As if Hewlett-Packard Co. didn’t have enough to worry about, it’s now facing a shareholder class-action lawsuit that alleges management violated securities regulations by not disclosing the true value of Autonomy, causing its stock price to plummet.
A lawsuit filed yesterday in U.S. District Court in San Francisco by shareholder Allan Nicolow charges HP with issuing “false and misleading statements” about Autonomy’s worth when it announced the $11 billion acquisition deal in August 2011. Within six months of the deal, HP announced Autonomy sales were plummeting. Last week, HP wrote off $8.8. billion related to the acquisition, saying Autonomy management used accounting tricks to inflate its value.
While HP shareholders have the right to sue, they may be suing over the wrong issue. The wrongdoing, if any, may be in what happened after the Autonomy deal was struck.
For shareholders, such lawsuits are a necessity. Investors make purchase decisions based on disclosure statements and financial filings mandated by law. Wall Street neither makes nor expects guarantees, but there is an expectation of transparency in financial transactions that will affect stock prices.
HP’s stock has steadily declined since February 2011, when the company embarked on strategies around tablets and the WebOS operating system. The stock price went into a free fall in August 2011, when HP announced its TouchPad product launch had failed. It withdrew from the tablet market, shelved the WebOS operating system, considered spinning off its $40 billion PC business and announced the acquisition of Autonomy.
At the time the acquisition was announced, everyone — analysts, competitors, shareholders and even HP CFO Cathie Lesjak — said HP was grossly overpaying for Autonomy, which was generating approximately $1.1 billion in revenue. Then-CEO Leo Apotheker plowed ahead. The deal and the bumbled tablet/PC strategy cost Apotheker his job. Current CEO Meg Whitman proceeded with the Autonomy deal, as it was too far down the road to reverse course.
Should HP have paused to listen to all the warnings? Should HP have done more due diligence? Did HP rush into a deal it had too little experience to pull off?

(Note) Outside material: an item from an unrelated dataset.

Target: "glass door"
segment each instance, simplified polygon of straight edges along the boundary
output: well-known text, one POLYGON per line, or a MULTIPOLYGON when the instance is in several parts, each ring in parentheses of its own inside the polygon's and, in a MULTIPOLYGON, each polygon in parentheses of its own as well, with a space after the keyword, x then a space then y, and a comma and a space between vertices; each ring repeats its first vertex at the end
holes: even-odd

These are good questions, but not as good as asking what happened after the deal closed.
The first signs the Autonomy deal was in trouble came last May when HP blamed Autonomy’s sagging sales for its poor second quarter financial performance. The precise numbers weren’t available, but HP’s software sales for that quarter tallied at $970 million — less than the pre-acquisition sales for both companies combined. The sharp decline cost Autonomy founder Mike Lynch his job; he was replaced by former Microsoft executive Robert Youngjohns.
Lynch denies any accounting shenanigans designed to inflate the value of his company. Instead, he says, HP did a poor job integrating the sales organizations. HP sales teams were still being incented to sell competing products and no incentives to sell Autonomy software, he says. Further, HP imposed strict margin requirements and raised prices by as much as 30 percent, turning off existing customers.
HP and the former Autonomy management teams are likely to wage a war of words for some months to come. Allegations of financial reporting improprieties have been turned over to U.S. and U.K. authorities for review.
Yes, shareholders and partners should be concerned about what happened with Autonomy. The due diligence should have caught any “irregularities.” Moreover, HP’s shareholders and partners should look at what came after, as it’s a reflection of the current management and its ability to right the listing giant.
The Autonomy issue is equally about integration, go-to-market strategies, sales execution, channel performance and, ultimately, the creation of new opportunities that result in value.